If you invoice £20,000 in January on 30-day payment terms, that cash arrives in February. But your January rent, salaries and supplier invoices are due in January. You are £20,000 profitable but potentially cash-flow negative in January. This timing mismatch is the most common cause of business cash crises — even in growing, profitable businesses.
Standard B2B payment terms in the UK are 30 days. Larger companies often impose 60 or 90 days. Government contracts sometimes pay in 90+ days. If your revenue grows from £10,000 to £30,000 in 3 months but clients pay 60 days later, you can face a significant cash shortfall during your fastest growth period. Growth kills cash-flow-poor businesses.
Key tactics: (1) Invoice immediately and follow up at 30 days; (2) Negotiate shorter payment terms with customers; (3) Use invoice financing or factoring for large outstanding invoices; (4) Align supplier payment terms with customer payment receipt; (5) Maintain a minimum cash buffer of 3 months fixed costs; (6) Build a revolving credit facility before you need it.

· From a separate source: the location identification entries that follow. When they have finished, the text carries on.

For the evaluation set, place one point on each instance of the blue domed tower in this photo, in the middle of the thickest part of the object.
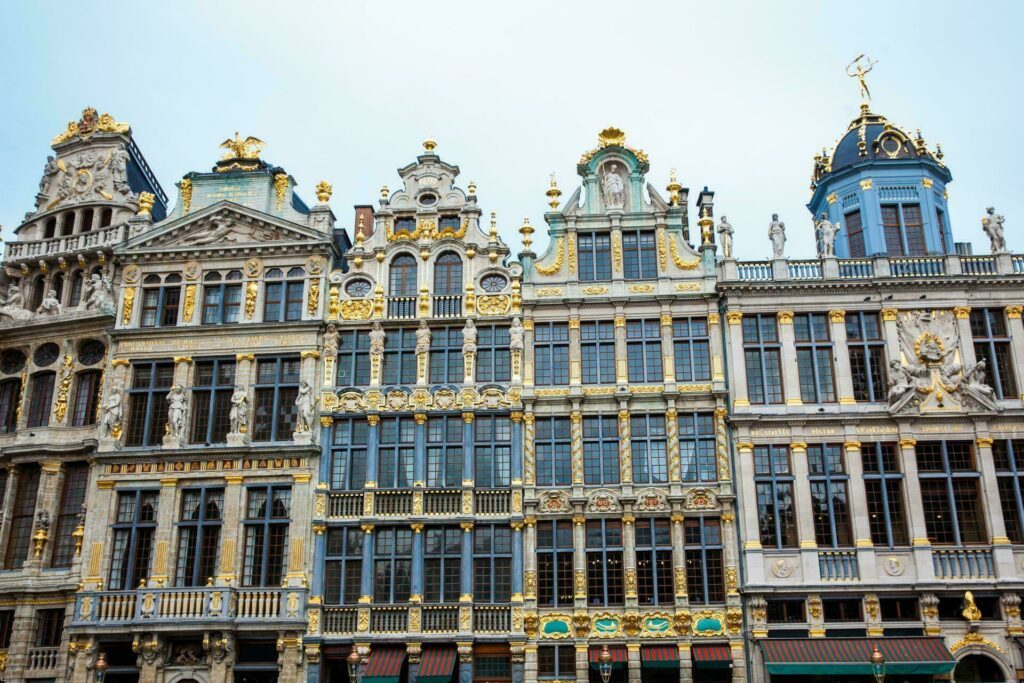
(884, 188)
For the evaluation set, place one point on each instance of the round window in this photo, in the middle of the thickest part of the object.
(91, 351)
(494, 283)
(11, 361)
(357, 288)
(46, 354)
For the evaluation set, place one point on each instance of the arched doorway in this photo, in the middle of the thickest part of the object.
(978, 669)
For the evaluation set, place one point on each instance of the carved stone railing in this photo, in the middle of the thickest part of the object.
(838, 565)
(344, 505)
(43, 658)
(963, 563)
(54, 247)
(176, 605)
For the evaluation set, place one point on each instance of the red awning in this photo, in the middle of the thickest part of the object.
(617, 653)
(437, 663)
(711, 653)
(385, 663)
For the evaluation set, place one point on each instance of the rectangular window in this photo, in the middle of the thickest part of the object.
(553, 439)
(884, 493)
(353, 357)
(444, 452)
(492, 563)
(762, 356)
(399, 354)
(702, 545)
(343, 574)
(595, 256)
(829, 496)
(647, 441)
(267, 517)
(597, 346)
(696, 446)
(773, 483)
(199, 536)
(23, 514)
(1009, 458)
(653, 551)
(445, 357)
(276, 389)
(441, 563)
(147, 402)
(643, 350)
(348, 457)
(493, 451)
(604, 563)
(494, 357)
(392, 564)
(855, 233)
(814, 350)
(639, 255)
(551, 353)
(40, 398)
(213, 386)
(991, 345)
(950, 493)
(395, 452)
(71, 514)
(867, 356)
(134, 526)
(600, 450)
(691, 349)
(554, 563)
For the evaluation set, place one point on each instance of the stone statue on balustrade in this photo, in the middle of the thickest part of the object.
(776, 232)
(992, 224)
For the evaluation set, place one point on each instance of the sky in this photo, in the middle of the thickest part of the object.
(737, 96)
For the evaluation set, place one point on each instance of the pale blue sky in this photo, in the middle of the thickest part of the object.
(738, 96)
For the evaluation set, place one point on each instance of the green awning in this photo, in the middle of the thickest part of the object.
(851, 656)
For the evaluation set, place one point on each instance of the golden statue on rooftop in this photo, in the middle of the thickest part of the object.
(239, 148)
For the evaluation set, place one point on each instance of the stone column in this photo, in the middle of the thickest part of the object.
(791, 378)
(736, 364)
(919, 529)
(858, 512)
(844, 378)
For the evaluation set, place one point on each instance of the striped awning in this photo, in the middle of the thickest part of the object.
(617, 652)
(384, 665)
(847, 656)
(712, 656)
(659, 656)
(436, 665)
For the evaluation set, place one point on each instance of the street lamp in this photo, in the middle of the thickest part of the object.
(604, 664)
(353, 665)
(878, 665)
(100, 668)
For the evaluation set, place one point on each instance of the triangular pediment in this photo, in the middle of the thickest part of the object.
(223, 225)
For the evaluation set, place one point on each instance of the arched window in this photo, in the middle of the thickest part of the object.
(86, 396)
(40, 398)
(402, 281)
(448, 273)
(75, 296)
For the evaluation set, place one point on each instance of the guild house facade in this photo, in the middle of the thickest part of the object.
(244, 440)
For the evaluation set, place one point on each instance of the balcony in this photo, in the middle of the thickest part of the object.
(188, 605)
(963, 563)
(66, 247)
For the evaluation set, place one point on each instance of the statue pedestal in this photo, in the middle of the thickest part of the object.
(238, 438)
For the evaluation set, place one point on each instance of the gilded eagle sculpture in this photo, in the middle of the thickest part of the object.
(239, 148)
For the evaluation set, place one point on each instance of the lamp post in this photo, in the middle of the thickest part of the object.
(353, 666)
(100, 668)
(878, 665)
(604, 664)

Start with opening cash balance. Each month: add cash actually received (not invoiced — actual receipts based on payment terms), subtract cost of goods sold paid to suppliers and subtract fixed operating costs paid. The result is your closing cash balance — which becomes the next month's opening balance. Our tool automates this with payment delay modelling.
The four main causes: (1) Long payment terms — invoicing and receiving payment weeks or months apart; (2) Rapid growth — hiring and investing before revenue arrives; (3) Seasonality — revenue concentrated in certain months while costs are spread evenly; (4) Poor debtor management — invoices unpaid beyond terms. All four can coexist in profitable businesses.
Most advisers recommend keeping a minimum of 3 months of total operating costs in accessible cash or credit facility. A business with £8,000/month costs should maintain £24,000+ buffer. Higher-risk businesses (project-based revenue, long payment terms, seasonal) should maintain 6 months. The buffer is not profit — it is an operational reserve that prevents profitable businesses from failing due to timing.